Friday, July 13, 2007

MICHAEL MOORE AND SICKO

SICKO is a really good movie.

Michael Moore’s critics, on the right and the left, seem to be mistaking Moore for a lawyer, or professional historian, or professor, or politician.

He might be capable of being all those things and more, but, what he is now and has been since ROGER AND ME, is a filmmaker.

And he makes terrific films.

SICKO, like all his films, made me laugh, made me cry, taught me a few things, and never left me wondering why I bought a ticket to see it.

In fact, never, while watching a Michael Moore movie for the first time in a theater, have I been bored.

If you want to characterize Moore’s filmmaking, I think the best analogy is to the court fools or jesters of the old kings and emperors.

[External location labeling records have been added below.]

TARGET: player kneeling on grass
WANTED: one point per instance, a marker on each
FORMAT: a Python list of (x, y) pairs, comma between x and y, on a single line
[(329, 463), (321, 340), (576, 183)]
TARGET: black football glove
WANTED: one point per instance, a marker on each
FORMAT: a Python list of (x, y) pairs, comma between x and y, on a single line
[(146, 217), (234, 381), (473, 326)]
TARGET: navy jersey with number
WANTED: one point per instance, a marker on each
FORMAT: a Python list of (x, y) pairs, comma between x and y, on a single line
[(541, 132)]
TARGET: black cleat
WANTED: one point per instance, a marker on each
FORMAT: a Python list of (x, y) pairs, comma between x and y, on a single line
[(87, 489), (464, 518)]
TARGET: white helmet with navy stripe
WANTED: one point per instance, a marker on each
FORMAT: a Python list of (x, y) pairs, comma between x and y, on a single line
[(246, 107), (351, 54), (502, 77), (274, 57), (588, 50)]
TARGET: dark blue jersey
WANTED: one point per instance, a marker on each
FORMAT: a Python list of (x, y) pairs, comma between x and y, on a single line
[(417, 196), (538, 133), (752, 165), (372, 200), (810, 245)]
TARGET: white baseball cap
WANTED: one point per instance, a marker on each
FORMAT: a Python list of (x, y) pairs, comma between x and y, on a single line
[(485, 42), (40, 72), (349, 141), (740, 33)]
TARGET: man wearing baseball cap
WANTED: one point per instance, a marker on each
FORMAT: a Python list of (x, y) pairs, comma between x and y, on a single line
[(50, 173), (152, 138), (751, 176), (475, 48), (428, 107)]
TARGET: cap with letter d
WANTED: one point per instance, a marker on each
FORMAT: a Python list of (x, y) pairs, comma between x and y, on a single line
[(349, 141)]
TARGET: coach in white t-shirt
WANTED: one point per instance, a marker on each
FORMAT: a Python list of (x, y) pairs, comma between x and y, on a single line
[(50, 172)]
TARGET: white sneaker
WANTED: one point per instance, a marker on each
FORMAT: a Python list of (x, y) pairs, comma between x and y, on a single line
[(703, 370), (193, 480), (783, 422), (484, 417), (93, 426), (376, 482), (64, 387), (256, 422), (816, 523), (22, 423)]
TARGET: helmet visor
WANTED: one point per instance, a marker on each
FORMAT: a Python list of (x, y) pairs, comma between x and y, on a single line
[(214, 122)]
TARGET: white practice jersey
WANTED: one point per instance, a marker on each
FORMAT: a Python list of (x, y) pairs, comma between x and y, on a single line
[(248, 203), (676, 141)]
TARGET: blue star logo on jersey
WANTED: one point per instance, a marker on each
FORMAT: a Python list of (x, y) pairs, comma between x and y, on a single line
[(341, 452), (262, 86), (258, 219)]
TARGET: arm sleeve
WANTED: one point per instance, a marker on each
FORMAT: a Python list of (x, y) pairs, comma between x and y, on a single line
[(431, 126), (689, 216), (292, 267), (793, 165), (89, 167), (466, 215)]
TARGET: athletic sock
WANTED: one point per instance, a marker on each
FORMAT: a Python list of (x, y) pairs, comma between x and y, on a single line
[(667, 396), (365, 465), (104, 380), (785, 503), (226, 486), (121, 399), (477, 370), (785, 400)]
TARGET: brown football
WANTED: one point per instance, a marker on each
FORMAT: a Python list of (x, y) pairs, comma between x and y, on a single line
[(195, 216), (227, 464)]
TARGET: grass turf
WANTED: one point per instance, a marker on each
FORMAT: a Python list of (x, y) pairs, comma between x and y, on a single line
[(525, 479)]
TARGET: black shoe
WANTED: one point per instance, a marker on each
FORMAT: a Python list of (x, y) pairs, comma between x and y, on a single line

They were the only ones, among the usual court entourage and officials, allowed to expose the official lies and tell the truth to, and/or about, the monarch. But, they had to make it funny.

That’s what Moore does.

Is it a stunt to sail to Cuba to emphasize the point that the so-called “terrorists” confined at Gitmo in defiance of the Geneva conventions and the U. S. Constitution get better healthcare than many ordinary U.S. citizens? Sure, it’s a stunt.

But the point of the stunt is still true. The infant mortality rate and the average lifespan are better in Cuba—even though they’ve been suffering under a U.S. embargo for over forty years, and are a poor “third world” country—than in the richest country on earth.

But then the health statistics for a lot of countries are better than those of the U.S.

Something’s rotten in Washington, D.C., and Moore just points out where the stink is coming from.

Hooray for Moore, and raspberries to anyone too uptight or rightwing brainwashed to pretend his movies aren’t as entertaining and engaging as they truly are, or that his facts aren’t marshaled in the correct fashion or aren’t based on the reality out here in “managed care” land.

It’s no wonder Moore has replaced Teddy Kennedy and Bill Clinton as the man the righwingers most love to hate.

(PS: How come they can find $135 billion a year for the Iraq War (as others have pointed out, that's over a quarter of a million dollars a minute) but can't find the money to provide universal health care?)

5 comments:

Anonymous said...

Haven't seen it yet, but will.

BTW- Came across this ee cummings poem recently and marveled marveled at the timelessness of this particular work. Enjoy!

"next to of course god america i
love you land of the pilgrims’ and so forth oh
say can you see by the dawn’s early my
country 'tis of centuries come and go
and are no more what of it we should worry
in every language even deafanddumb
thy sons acclaim your glorious name by gorry
by jingo by gee by gosh by gum
why talk of beauty what could be more beaut-
iful than these heroic happy dead
who rushed like lions to the roaring slaughter
they did not stop to think they died instead
then shall the voice of liberty be mute?"
He spoke. And drank rapidly a glass of water

—E. E. C., is 5 (1926)

Anonymous said...

Stinko! Right on Lally.

Tore Claesson said...

War kills. Lousy health care does too.
Spend on the first, skimp on the latter. Same outcome. So it all makes sense.

Another Lally said...

Oh Big Brother
Oh won't you care for us

Now who is willing to give up their freedom to be cared for by the government?

George Orwell really saw this coming.

Anonymous said...

Another Lally....

Nobody wants less freedom, we want more freedom, freedom from disgustingly greedy insurance companies that reward health care professionals for denying sick people the care they need, even if it means sending them to an early grave. Where is your humanity?